About Us

Our Focus

Among entrepreneurs, women and minorities are still under-represented. Although minorities make up over 37% of the population, only 15% of US businesses are minority owned and women-owned businesses represent only 36% of the nation’s overall businesses. The number of minority and female entrepreneurs has grown tremendously over the past several years, however, the lack of access to capital to launch, grow and sustain innovative business ideas is the main challenge for many new entrepreneurs.   From our years of experience with various ventures, the Urban Equity team knows that there are pockets of opportunity in cities across the nation and we are committed to partnering with the most talented entrepreneurs in order to foster continued growth and profits.

One factor impacting the numbers of minority and female entrepreneurs is funding. Black, Indian and Hispanic entrepreneurs are more likely to rely more on the owner’s personal wealth than on outside lenders or investors, yet they are likely to have less wealth on average in comparison to their other groups. Women also experience a greater financing gap than men do when starting a business. According to a recent study by the Kauffman Foundation, nearly 80 percent of women used personal savings as their top funding source.

It’s clear that women and minority firms are more likely to operate with substantially less capital overall – both at startup and in subsequent years. If the level of startup capital is a strong predictor of business success, many female and minority entrepreneurs, black and Hispanic in particular, will find their entrepreneurial efforts further challenged by limited capital and limited access to capital.

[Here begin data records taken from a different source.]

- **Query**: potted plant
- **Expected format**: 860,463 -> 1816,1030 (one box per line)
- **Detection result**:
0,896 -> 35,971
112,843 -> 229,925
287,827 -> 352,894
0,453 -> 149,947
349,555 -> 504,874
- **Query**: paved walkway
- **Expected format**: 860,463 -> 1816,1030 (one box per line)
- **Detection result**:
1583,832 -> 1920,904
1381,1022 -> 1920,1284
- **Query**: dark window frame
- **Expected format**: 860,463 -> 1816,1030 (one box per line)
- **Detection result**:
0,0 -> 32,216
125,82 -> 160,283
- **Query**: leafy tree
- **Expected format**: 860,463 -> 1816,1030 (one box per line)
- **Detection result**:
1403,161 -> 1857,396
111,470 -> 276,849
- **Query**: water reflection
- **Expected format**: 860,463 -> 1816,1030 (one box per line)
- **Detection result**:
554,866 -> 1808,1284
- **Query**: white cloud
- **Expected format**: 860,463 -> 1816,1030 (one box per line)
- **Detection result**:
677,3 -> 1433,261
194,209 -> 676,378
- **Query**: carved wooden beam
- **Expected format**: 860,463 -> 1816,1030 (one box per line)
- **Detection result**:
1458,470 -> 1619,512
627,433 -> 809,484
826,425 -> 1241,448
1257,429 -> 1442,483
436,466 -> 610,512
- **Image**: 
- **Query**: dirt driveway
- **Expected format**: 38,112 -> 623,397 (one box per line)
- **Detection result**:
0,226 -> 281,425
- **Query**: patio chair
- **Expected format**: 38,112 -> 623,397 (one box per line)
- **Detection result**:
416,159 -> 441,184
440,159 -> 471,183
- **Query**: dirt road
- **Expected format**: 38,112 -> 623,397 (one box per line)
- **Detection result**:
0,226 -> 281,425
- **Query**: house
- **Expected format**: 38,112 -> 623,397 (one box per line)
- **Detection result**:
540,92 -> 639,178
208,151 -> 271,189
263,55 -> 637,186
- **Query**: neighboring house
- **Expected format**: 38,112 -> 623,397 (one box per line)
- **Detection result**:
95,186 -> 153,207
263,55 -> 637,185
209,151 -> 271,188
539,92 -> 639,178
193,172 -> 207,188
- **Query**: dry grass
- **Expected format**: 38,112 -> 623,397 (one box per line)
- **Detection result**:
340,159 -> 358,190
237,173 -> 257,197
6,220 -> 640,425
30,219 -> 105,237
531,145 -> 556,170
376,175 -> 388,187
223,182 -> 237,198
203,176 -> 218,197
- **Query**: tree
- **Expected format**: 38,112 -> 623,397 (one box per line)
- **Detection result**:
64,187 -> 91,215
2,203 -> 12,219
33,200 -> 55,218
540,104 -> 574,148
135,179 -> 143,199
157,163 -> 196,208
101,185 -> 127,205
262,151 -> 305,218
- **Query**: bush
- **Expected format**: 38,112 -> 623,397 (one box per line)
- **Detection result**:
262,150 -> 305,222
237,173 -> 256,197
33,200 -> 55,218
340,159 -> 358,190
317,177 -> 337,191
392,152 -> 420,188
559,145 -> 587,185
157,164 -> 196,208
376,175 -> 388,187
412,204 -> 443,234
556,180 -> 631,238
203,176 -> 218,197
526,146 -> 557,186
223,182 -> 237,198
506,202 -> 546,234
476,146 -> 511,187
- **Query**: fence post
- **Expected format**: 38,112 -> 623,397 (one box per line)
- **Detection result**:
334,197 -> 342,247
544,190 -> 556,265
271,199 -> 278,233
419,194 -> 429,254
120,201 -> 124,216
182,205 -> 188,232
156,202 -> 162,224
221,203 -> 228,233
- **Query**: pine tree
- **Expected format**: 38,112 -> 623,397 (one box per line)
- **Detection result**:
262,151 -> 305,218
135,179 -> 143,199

Women and minorities are also less likely to have early knowledge of potential areas or industries of growth; therefore, they are more likely to be starting businesses in sectors that are already competitive or over-saturated. In addition to funding, Urban Equity seeks to expose these under-represented entrepreneurs to opportunities in areas that are emerging and are at the beginning stages of the growth curve. Knowledge is power, so we leverage our insight to the up and coming industries for the benefit of the groups that we serve. Any risk associated with investing in developing areas is addressed by the involvement of Urban Equity, and any hesitation to invest is overcome by promise of high profits resulting from being an early mover in these new, high growth areas that our entrepreneur partners are operating in.

Urban Equity offers women and minority entrepreneurs guidance, in addition to sharing real life lessons from successes as well as failures, along with key advice and counsel during critical stages of ventures life cycle.

We understand the unique challenges faced by entrepreneurs, particularly women and minority entrepreneurs. We also recognize the power and possibility and therefore we have made the strategic decision to focus our resources and expertise directly on those entrepreneurs   who are often overlooked, misunderstood, or underestimated.

Urban Equity is deeply committed to working with these architects of the future in order to enhance urban centers nationwide.